Arachidonic acid is released from membrane phospholipids by phospholipase A2. Corticosteroids are capable of producing a rise in intraocular pressure.

Loteprednol etabonate is structurally similar to other corticosteroids. However, the number 20 position ketone group is absent.

The anti-infective component in the combination (tobramycin) is included to provide action against susceptible organisms. In vitro studies have demonstrated that tobramycin is active against susceptible strains of the following microorganisms:

Staphylococci, including S. aureus and S. epidermidis (coagulase-positive and coagulase-negative), including penicillin-resistant strains.

Streptococci, including some of the Group A-beta-hemolytic species, some nonhemolytic species, and some Streptococcus pneumoniae. Pseudomonas aeruginosa, Escherichia coli, Klebsiella pneumoniae, Enterobacter aerogenes, Proteus mirabilis, Morganella morganii, most Proteus vulgaris strains, Haemophilus influenzae and H. aegyptius, Moraxella lacunata, Acinetobacter calcoaceticus and some Neisseria species.

Pharmacokinetics

In a controlled clinical study of ocular penetration, the levels of loteprednol etabonate in the aqueous humor were found to be comparable between LOTEMAX® and ZYLET treatment groups.
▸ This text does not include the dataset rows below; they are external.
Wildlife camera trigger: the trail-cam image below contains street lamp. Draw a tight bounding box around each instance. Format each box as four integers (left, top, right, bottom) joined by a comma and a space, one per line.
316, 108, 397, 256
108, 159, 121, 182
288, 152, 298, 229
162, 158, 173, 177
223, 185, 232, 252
Results from a bioavailability study in normal volunteers established that plasma levels of loteprednol etabonate and Δ1 cortienic acid etabonate (PJ 91), its primary, inactive metabolite, were below the limit of quantitation (1 ng/mL) at all sampling times.
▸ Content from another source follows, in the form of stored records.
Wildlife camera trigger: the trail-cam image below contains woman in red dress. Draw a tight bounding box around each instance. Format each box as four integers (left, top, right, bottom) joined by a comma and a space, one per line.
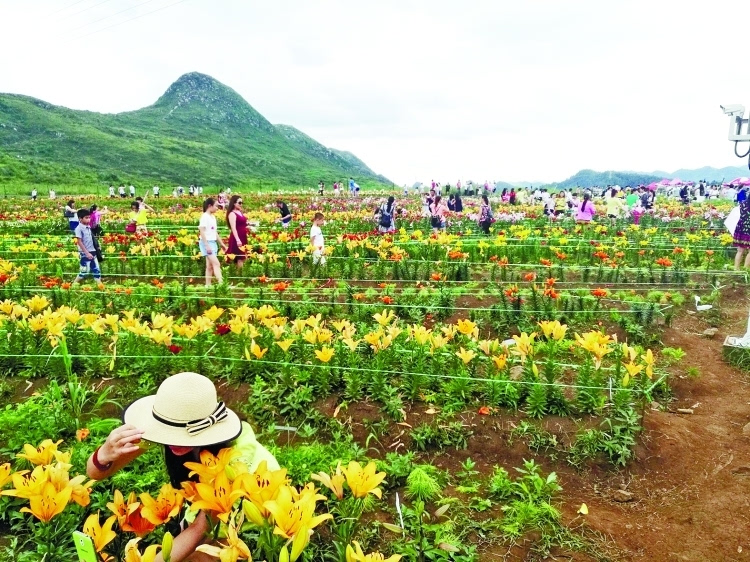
226, 195, 248, 269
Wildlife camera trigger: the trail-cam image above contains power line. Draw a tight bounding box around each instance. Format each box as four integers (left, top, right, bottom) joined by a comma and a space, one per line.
68, 0, 159, 33
67, 0, 191, 41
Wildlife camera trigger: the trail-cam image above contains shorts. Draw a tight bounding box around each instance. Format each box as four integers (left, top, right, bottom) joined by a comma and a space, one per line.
69, 220, 79, 231
313, 249, 326, 265
199, 240, 218, 257
281, 220, 290, 229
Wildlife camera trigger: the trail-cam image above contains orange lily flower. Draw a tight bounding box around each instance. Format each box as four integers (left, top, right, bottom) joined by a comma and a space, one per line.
83, 511, 118, 555
139, 483, 184, 525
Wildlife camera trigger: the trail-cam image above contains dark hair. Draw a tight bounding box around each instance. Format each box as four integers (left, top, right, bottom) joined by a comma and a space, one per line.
136, 197, 143, 203
67, 200, 75, 207
433, 195, 442, 206
90, 205, 98, 212
583, 193, 591, 203
130, 202, 139, 210
482, 194, 489, 205
226, 195, 241, 226
203, 198, 216, 212
77, 209, 90, 219
610, 188, 617, 197
387, 196, 395, 206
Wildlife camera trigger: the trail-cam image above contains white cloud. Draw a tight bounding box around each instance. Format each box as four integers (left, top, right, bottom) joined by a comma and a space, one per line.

The results were obtained following the ocular administration of one drop in each eye of 0.5% loteprednol etabonate ophthalmic suspension 8 times daily for 2 days or 4 times daily for 42 days. This study suggests that limited (<1 ng/mL) systemic absorption occurs with 0.5% loteprednol etabonate.

Carcinogenesis, Mutagenesis, Impairment of Fertility

Carcinogenesis

Long-term animal studies have not been conducted to evaluate the carcinogenic potential of loteprednol etabonate or tobramycin.

Mutagenesis

Loteprednol etabonate was not genotoxic in vitro in the Ames test, the mouse lymphoma TK assay, a chromosome aberration test in human lymphocytes, or in an in vivo mouse micronucleus assay.

Impairment of Fertility

Oral treatment of female and male rats with 25 mg/kg/day of loteprednol etabonate (67 times the RHOD based on body surface area, assuming 100% absorption) prior to and during mating caused preimplantation loss and decreased the number of live fetuses/live births. The NOAEL for fertility in rats was 5 mg/kg/day (13 times the RHOD). Subcutaneous administration of male and female rats with tobramycin did not affect mating behavior or cause impairment of fertility at 100 mg/kg/day (450 times the RHOD based on body surface area, assuming 100% absorption).